CIUDAD DE MÉXICO.- El Instituto Nacional Electoral (INE) comenzará hoy la organización de los comicios de 2027 en medio de una crisis interna, señalamientos anticipados sobre un posible fraude por las llamadas “boletas planchadas”, la renuncia de la funcionaria que encabezaba la estructura de más de 15 mil trabajadores y divisiones entre las consejerías.
Este jueves dará inicio formalmente el proceso electoral federal 2027, con el que el INE comenzará los trabajos de organización de los comicios en los que se renovará la Cámara de Diputados. El arranque marcará el comienzo de la etapa de preparación, instalación de órganos electorales, actualización de procedimientos y definición de los recursos necesarios para la jornada del próximo año.
Ayer, horas antes del banderazo de salida al proceso electoral, Claudia Arlett Espino renunció a la Secretaría Ejecutiva del organismo por motivos de salud, por lo que la presidenta del INE, Guadalupe Taddei, nombró de manera provisional a Roberto Carlos Félix, hasta entonces titular de la Dirección Ejecutiva de Organización Electoral.
La salida trastoca una de las áreas clave para los comicios, pues la Secretaría Ejecutiva coordina las direcciones responsables de la organización electoral.
A ello se suman los cuestionamientos de la oposición por las denominadas “boletas planchadas”, luego de que el INE dejó a criterio de los consejos distritales determinar si deben anularse votos cuando existan indicios de que las papeletas se introdujeron en las urnas sin dobleces u otras señales de manipulación propias de una votación ordinaria.
El arranque también ocurre en medio de diferencias públicas entre las consejerías. Carla Humphrey, por ejemplo, votó en contra del proyecto de presupuesto del INE para 2027 y alertó que la propuesta se construyó “a ciegas” y sin un análisis suficiente de las necesidades del proceso electoral.
Lejos de la austeridad
El sistema electoral federal perfila un gasto de hasta 50 mil 927 millones de pesos en 2027, pese a que ese año no habrá elección presidencial ni renovación del Senado.

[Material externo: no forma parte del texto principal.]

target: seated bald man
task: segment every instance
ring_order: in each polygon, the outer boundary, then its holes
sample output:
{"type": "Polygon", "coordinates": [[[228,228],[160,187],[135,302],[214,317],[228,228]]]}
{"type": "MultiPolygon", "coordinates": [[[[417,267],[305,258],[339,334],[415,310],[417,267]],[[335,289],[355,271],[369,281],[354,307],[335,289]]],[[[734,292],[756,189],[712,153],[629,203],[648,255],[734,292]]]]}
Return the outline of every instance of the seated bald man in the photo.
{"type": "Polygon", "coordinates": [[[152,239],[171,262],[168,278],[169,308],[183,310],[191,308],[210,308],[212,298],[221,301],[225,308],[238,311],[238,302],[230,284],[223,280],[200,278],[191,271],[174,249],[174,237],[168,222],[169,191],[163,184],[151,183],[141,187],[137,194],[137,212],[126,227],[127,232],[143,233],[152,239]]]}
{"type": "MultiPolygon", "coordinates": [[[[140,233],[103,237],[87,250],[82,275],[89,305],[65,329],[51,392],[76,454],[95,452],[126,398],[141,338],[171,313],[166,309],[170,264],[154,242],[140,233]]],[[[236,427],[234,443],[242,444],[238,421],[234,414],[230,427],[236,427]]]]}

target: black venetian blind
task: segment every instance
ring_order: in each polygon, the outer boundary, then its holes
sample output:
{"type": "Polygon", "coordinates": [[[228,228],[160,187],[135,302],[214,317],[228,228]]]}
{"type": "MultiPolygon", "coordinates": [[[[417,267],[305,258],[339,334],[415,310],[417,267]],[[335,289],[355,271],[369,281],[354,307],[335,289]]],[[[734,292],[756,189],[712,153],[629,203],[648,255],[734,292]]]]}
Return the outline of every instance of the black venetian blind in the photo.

La cifra considera los recursos solicitados al Congreso por el Instituto Nacional Electoral, el financiamiento público de los partidos políticos nacionales, el Tribunal Electoral del Poder Judicial de la Federación (TEPJF), la Fiscalía Especializada en materia de Delitos Electorales (Fisel) y una bolsa precautoria para una eventual consulta popular o revocación de mandato.
Sin considerar ese último fondo, el aparato electoral federal requerirá al menos 46 mil 191 millones de pesos.
De ese monto, 42 mil 274 millones corresponden a la operación del INE y al financiamiento de los partidos; otros 3 mil 778 millones serían destinados al TEPJF y 139 millones a la fiscalía electoral.
A esos recursos se añade una bolsa precautoria por 4 mil 736 millones de pesos contemplada por el INE para enfrentar una eventual consulta popular o proceso de revocación de mandato. En caso de utilizarse, el gasto federal ascendería a los 50 mil 927 millones de pesos.
La cifra contrasta con los recursos destinados al mismo aparato electoral durante 2024, cuando México celebró elecciones presidenciales y renovó el Senado y la Cámara de Diputados.
Ese año, el INE y los partidos recibieron en conjunto 32 mil 767 millones de pesos; el Tribunal Electoral contó con 3 mil 622 millones y la fiscalía electoral dispuso de 198.2 millones.
En total, esos tres rubros representaron 36 mil 587 millones de pesos.
Por ello, incluso sin considerar la bolsa precautoria, el gasto proyectado para 2027 representa 9 mil 604 millones de pesos adicionales respecto de 2024, equivalente a un incremento nominal de 26.2%.